Maya Regev or other former hostages have not yet reported that they suffered sexual violence at the hands of their kidnappers. However, 21-year-old Mia Schem, who was freed at the end of November, describes her captivity in the apartment of a Hamas terrorist, where she lay in bed with a broken arm, saying that she was very afraid of it. Because her kidnapper watched her constantly and “raped her with his eyes”: “His wife was in the next room with the children. That’s the only reason why he didn’t rape me,” she said.

In October, Hamas released a video showing Shem’s arm being bandaged and her – while still in captivity – telling the camera that Hamas had taken care of her and that everything was fine. In the later interview she explained that she had been forced to take the pictures. Schem also said that shortly before her release she was forced to say that her captors had treated her nicely.

The fact that women in particular are said to have fared well under Hamas’s violence is in sharp contrast to the documented actions of their attack on October 7th: Eyewitnesses and investigators unanimously report that the terrorists specifically seized, raped and mutilated women at several locations , before they murdered her. At the crime scenes, women’s corpses were left with legs spread, breasts cut off, sharp objects or blood stains in the genital area.

Hostages are said to have been drugged

Many of those who have since been released have undergone intensive psychotherapy. What the treating doctors describe hardly leads to the conclusion that there is fraternization with Hamas.

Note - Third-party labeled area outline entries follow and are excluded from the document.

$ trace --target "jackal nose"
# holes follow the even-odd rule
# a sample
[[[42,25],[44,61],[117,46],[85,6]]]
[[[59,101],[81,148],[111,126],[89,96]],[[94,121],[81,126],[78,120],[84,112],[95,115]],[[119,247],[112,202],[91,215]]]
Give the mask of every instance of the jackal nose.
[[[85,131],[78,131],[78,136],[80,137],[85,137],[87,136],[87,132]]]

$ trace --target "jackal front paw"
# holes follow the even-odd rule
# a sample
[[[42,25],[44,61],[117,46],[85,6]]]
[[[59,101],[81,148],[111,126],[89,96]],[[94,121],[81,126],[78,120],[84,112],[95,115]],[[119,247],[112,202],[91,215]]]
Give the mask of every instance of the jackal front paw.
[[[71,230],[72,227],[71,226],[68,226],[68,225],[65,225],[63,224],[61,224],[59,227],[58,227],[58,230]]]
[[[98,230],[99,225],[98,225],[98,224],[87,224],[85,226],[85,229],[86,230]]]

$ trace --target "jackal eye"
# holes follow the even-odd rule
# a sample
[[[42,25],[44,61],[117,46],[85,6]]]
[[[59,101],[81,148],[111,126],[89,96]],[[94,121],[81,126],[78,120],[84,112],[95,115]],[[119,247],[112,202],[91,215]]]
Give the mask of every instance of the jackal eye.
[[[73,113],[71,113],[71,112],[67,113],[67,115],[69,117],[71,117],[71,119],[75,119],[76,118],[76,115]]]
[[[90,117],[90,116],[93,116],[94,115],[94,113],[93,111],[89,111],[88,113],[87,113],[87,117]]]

Renana Eitan, the head of psychiatry at Tel Aviv’s Ichilow Hospital, told the Guardian in a report published in late December that her patients had suffered the worst abuse and trauma she had seen in her career.

Among the 14 former Hamas hostages being treated by Eitan’s department, nine are minors – two of them younger than ten years old. Her team “couldn’t believe the extent of the cruelty”: one woman was kept captive in a small cage, another collapsed after spending several days in complete darkness. Eitan also reports on children who suffered from withdrawal symptoms after the captors administered ketamine to them in captivity.

“When they came back, they initially seemed very happy and relieved. And they were also very optimistic,” Eitan is quoted as saying by the Guardian. “I’m sure you’ve seen the pictures of children running into their fathers’ arms. But after a day or two we saw the flip side and realized that they were having bad nightmares, flashbacks (So-called ‘intrusive memories’ in everyday situations are among the symptoms of post-traumatic stress disorder, PTSD, editor’s note)that they are very scared.” Some of them didn’t know where they were at times or were afraid to sleep because when they woke up they initially thought they were back in the hands of Hamas.

PTSD can only appear later

The release does not automatically end the suffering for the hostages – cases from the past have shown this, as Schäfer emphasizes: “Post-traumatic stress disorders can only occur after the actual stressful situation. People sometimes only feel the stress when they are back in safety and the stress has subsided.”

How long and intense possible trauma lasts for those affected depends on several factors, says Schäfer: “Of course, such very drastic experiences always remain a part of the biography and can also have very long-term effects. On the other hand, there are fortunately effective therapies , especially for post-traumatic disorders, so that it does not have to have a lasting stressful character for everyone affected.”

In addition to therapy, the social environment, the resilience of the person affected and additional stress after the experiences also play a role in coping with trauma, says Schäfer. The latter in particular could have negative consequences due to the highly politically charged situation and the associated pressure on the hostages. False allegations or attempted instrumentalization should therefore be avoided.